Abbot's Butcher - Jan / Feb 21




Kerry Song, Founder and CEO of Abbot’s Butcher, in her Old Towne Orange office, discovered her passion for healthy meat alternatives after working as an investment banker in New York and San Francisco.

Abbot’s Butcher

With food trends like veganism and vegetarianism gaining popularity, companies such as Abbot’s Butcher are rising to meet demand by serving customers protein in plant-based forms.

Abbot’s Butcher recently located its headquarters to South Glassell in the Plaza, but originally got its name from the street Abbot Kinney in Venice, California, where Founder and CEO Kerry Song used to live.

Song’s company creates premium plant-based proteins that you can find at grocery stores like Whole Foods and Mother’s Market & Kitchen.  Their offerings include alternatives to chicken, ground beef and chorizo, and are developed from a protein harvested from golden peas.

“We’re focused on bringing craftsmanship to the category and delivering plant-based meats that have a depth of flavor and a hearty mouth feel,” says Song.  “You can have something delicious that satisfies all your cravings for protein but is truly nourishing your body.”

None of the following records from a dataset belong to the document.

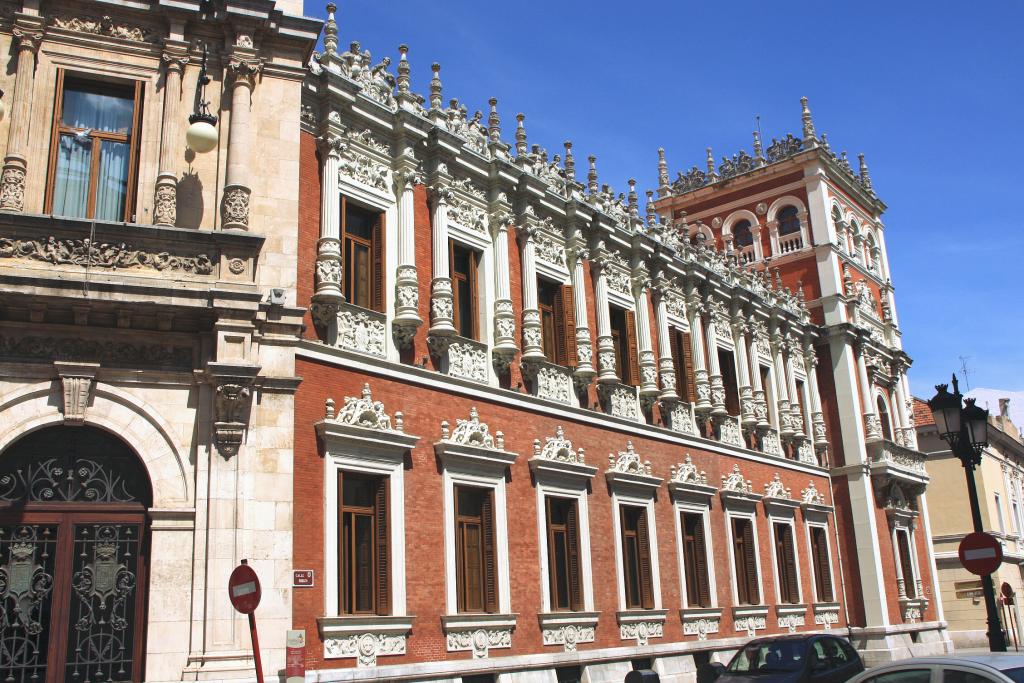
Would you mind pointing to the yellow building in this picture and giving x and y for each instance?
(999, 489)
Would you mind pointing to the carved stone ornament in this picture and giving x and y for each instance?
(60, 251)
(105, 26)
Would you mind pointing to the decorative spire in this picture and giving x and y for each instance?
(494, 122)
(402, 80)
(520, 135)
(435, 87)
(331, 30)
(759, 155)
(809, 138)
(865, 178)
(663, 172)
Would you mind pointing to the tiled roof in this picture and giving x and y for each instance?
(922, 414)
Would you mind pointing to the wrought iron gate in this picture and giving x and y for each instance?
(73, 532)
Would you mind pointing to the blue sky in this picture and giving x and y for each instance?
(930, 93)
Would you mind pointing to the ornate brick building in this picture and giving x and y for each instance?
(548, 433)
(147, 327)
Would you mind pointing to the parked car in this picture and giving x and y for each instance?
(810, 658)
(985, 668)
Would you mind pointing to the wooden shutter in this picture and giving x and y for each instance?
(630, 371)
(382, 538)
(572, 544)
(489, 559)
(377, 276)
(822, 564)
(566, 322)
(688, 369)
(751, 563)
(700, 563)
(643, 547)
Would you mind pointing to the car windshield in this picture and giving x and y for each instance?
(780, 655)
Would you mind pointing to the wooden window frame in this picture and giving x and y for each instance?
(786, 561)
(131, 138)
(820, 556)
(573, 555)
(375, 244)
(473, 281)
(488, 552)
(696, 559)
(750, 559)
(381, 551)
(642, 569)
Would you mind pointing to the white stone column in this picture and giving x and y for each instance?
(667, 366)
(700, 384)
(748, 417)
(165, 197)
(532, 348)
(505, 346)
(648, 372)
(407, 286)
(28, 35)
(781, 387)
(717, 388)
(441, 306)
(872, 426)
(585, 352)
(760, 403)
(235, 205)
(605, 346)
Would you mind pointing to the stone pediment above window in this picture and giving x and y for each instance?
(628, 471)
(737, 491)
(472, 444)
(812, 501)
(685, 481)
(363, 422)
(556, 458)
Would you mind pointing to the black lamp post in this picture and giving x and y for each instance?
(966, 430)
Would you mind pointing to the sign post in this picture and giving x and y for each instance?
(245, 592)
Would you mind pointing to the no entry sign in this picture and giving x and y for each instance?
(980, 553)
(244, 590)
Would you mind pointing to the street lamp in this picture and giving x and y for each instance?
(966, 430)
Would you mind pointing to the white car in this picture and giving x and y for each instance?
(985, 668)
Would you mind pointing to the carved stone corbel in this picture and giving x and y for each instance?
(77, 380)
(231, 398)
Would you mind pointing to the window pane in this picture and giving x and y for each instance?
(112, 181)
(71, 185)
(98, 108)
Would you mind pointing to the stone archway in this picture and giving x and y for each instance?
(74, 535)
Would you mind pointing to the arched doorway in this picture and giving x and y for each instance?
(73, 557)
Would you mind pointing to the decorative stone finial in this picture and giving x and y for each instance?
(331, 31)
(494, 122)
(569, 162)
(865, 178)
(402, 80)
(520, 135)
(435, 87)
(809, 137)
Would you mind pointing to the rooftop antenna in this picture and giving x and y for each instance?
(966, 370)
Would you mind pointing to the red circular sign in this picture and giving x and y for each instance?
(244, 590)
(980, 553)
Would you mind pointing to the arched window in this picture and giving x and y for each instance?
(887, 428)
(788, 221)
(741, 235)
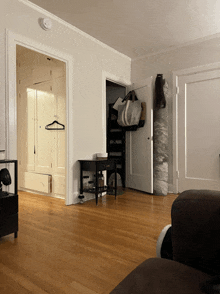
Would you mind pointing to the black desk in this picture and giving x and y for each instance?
(97, 166)
(9, 206)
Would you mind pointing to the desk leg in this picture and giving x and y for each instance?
(116, 185)
(96, 184)
(81, 179)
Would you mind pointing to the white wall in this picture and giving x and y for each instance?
(91, 59)
(193, 55)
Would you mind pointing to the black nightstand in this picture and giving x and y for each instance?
(9, 207)
(97, 166)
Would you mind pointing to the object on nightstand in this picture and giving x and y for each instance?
(5, 179)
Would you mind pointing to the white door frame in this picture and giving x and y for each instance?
(176, 75)
(13, 39)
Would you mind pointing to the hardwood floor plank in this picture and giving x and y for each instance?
(81, 248)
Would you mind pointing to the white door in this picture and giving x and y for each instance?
(139, 144)
(199, 130)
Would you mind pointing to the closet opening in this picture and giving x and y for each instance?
(41, 121)
(115, 135)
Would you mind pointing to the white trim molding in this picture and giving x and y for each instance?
(176, 75)
(66, 24)
(13, 39)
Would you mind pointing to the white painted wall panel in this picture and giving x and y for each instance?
(37, 182)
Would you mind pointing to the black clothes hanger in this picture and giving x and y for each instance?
(55, 121)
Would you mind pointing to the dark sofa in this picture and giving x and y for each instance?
(195, 235)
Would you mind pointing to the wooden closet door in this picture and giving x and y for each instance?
(44, 140)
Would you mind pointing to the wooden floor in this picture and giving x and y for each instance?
(81, 248)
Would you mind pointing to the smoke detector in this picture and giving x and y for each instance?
(46, 24)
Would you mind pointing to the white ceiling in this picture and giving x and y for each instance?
(140, 27)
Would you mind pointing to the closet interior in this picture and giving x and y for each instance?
(115, 134)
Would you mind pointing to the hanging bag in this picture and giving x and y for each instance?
(129, 113)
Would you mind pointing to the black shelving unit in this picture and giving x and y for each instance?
(116, 144)
(9, 206)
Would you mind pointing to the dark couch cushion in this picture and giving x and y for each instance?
(162, 276)
(196, 230)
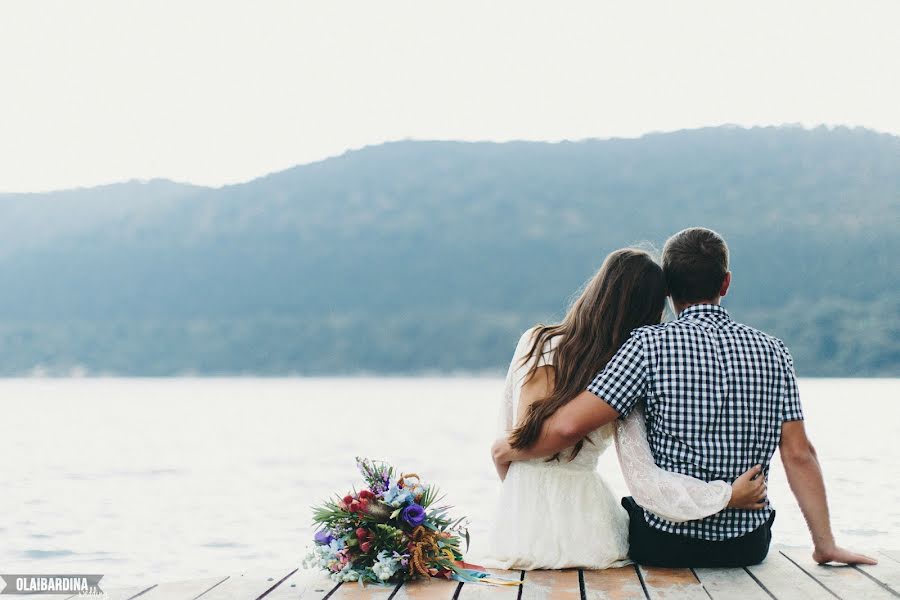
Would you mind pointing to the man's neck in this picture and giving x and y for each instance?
(680, 307)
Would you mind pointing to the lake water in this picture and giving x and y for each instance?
(149, 480)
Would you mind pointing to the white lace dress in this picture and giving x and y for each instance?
(560, 514)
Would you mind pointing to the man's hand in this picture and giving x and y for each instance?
(499, 453)
(749, 493)
(835, 554)
(574, 420)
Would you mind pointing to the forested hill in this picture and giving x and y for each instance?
(415, 257)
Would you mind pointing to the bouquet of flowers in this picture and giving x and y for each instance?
(390, 531)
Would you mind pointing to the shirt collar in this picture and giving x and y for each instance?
(704, 310)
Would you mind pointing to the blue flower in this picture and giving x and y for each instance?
(396, 496)
(323, 537)
(413, 514)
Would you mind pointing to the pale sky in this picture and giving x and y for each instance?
(217, 92)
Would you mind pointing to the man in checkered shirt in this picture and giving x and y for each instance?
(719, 398)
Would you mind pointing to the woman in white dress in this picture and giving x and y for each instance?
(560, 513)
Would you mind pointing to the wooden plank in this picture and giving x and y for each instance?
(558, 585)
(181, 590)
(672, 584)
(843, 581)
(479, 591)
(785, 580)
(433, 589)
(886, 572)
(612, 584)
(306, 584)
(730, 584)
(244, 586)
(355, 591)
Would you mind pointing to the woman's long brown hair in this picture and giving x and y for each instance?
(626, 293)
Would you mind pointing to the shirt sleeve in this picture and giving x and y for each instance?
(790, 392)
(623, 383)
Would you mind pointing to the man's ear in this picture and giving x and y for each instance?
(725, 283)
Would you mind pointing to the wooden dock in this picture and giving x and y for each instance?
(787, 574)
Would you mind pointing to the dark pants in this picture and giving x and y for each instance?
(655, 548)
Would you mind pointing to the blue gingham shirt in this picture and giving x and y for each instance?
(716, 394)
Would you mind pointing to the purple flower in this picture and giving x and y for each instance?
(413, 514)
(323, 537)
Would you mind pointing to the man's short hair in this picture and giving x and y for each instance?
(695, 262)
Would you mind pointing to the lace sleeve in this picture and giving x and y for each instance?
(672, 496)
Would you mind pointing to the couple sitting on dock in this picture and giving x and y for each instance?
(696, 408)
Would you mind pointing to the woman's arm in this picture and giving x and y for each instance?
(673, 496)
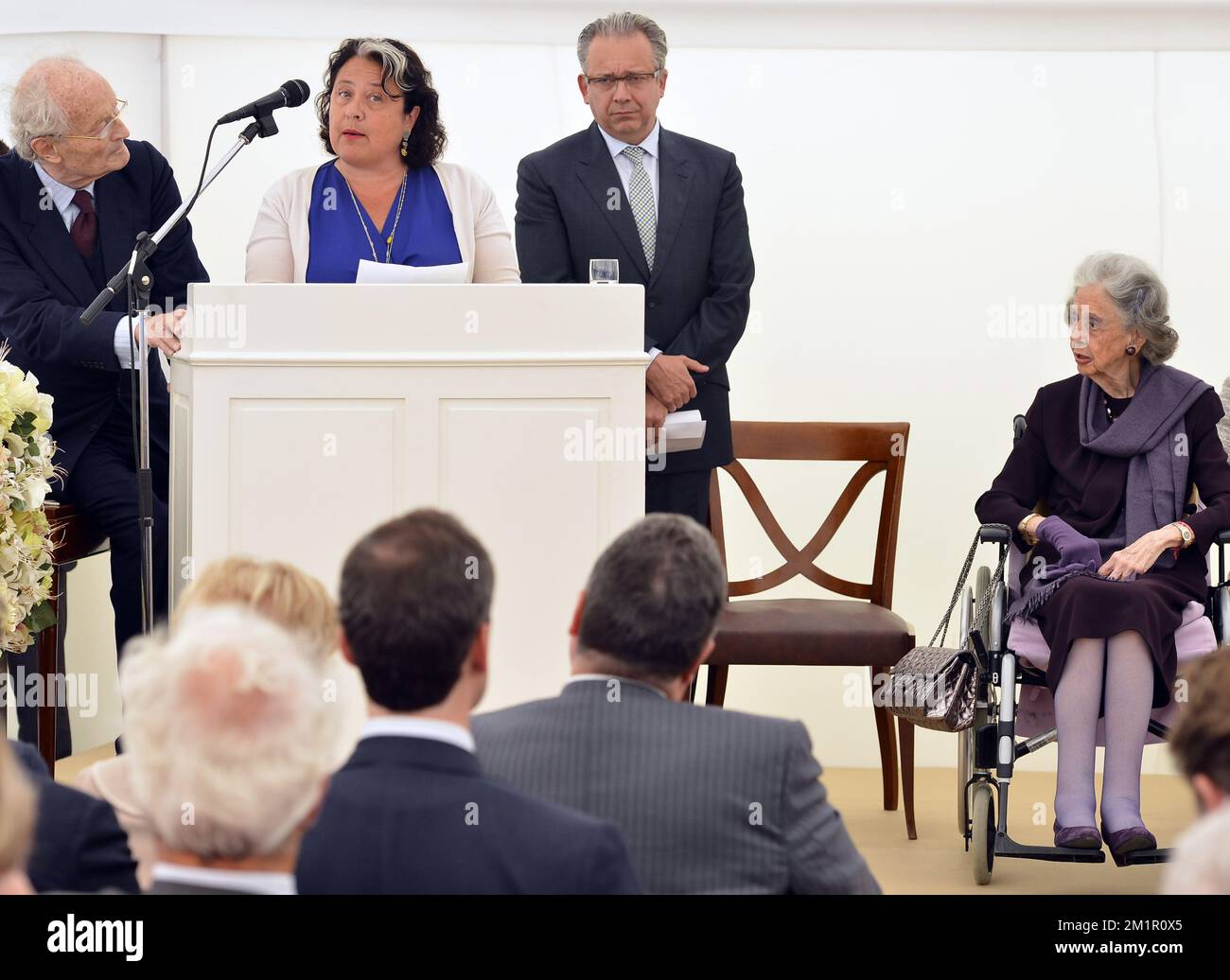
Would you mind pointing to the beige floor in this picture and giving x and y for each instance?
(936, 862)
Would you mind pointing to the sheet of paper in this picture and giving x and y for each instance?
(683, 430)
(392, 271)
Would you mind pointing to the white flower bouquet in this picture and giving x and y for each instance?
(26, 468)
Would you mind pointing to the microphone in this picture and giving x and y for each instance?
(291, 94)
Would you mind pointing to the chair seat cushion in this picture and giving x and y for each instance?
(835, 632)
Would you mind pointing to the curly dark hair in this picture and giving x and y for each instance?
(397, 62)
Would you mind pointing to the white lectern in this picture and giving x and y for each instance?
(302, 416)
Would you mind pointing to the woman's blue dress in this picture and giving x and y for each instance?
(425, 234)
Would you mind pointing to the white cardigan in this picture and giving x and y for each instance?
(277, 251)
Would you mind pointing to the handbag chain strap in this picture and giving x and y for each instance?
(984, 599)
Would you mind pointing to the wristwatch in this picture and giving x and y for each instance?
(1029, 537)
(1185, 533)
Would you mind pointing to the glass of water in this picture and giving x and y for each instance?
(603, 271)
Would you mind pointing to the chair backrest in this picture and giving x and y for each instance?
(880, 446)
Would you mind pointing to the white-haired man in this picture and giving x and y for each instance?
(74, 195)
(230, 751)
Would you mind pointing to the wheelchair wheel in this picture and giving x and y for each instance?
(964, 739)
(982, 845)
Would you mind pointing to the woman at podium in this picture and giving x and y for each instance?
(384, 197)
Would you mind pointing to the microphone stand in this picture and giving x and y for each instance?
(138, 283)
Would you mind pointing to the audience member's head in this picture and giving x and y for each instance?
(1201, 741)
(650, 609)
(222, 726)
(414, 605)
(17, 812)
(279, 591)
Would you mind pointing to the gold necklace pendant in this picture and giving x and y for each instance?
(396, 220)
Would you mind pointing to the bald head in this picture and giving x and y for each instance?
(58, 105)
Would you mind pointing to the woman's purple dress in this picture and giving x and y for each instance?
(1086, 490)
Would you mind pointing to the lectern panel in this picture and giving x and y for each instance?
(343, 458)
(542, 512)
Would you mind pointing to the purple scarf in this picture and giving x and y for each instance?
(1151, 435)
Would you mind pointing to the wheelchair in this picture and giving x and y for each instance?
(989, 747)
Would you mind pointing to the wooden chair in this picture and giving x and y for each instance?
(831, 632)
(75, 538)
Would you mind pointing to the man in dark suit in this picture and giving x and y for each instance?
(709, 800)
(74, 195)
(79, 845)
(413, 811)
(671, 209)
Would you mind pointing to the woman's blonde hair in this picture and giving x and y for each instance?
(17, 808)
(293, 599)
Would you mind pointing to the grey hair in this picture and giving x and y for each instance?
(653, 597)
(33, 111)
(224, 712)
(1138, 294)
(623, 25)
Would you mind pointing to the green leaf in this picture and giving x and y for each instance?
(24, 425)
(41, 616)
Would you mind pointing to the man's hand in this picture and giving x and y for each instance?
(163, 331)
(1139, 556)
(655, 414)
(669, 381)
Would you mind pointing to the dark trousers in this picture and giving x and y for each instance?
(677, 493)
(103, 484)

Song began her entrepreneurship journey after quitting her job in the corporate finance industry and buying a one-way plane ticket to Europe.  After traveling for months, she moved into a friend’s spare room in Bologna, Italy.

In Italy, Song signed up for classes at a small culinary school.  She was a vegetarian at the time, and learned how to create meaty tastes and textures from natural ingredients.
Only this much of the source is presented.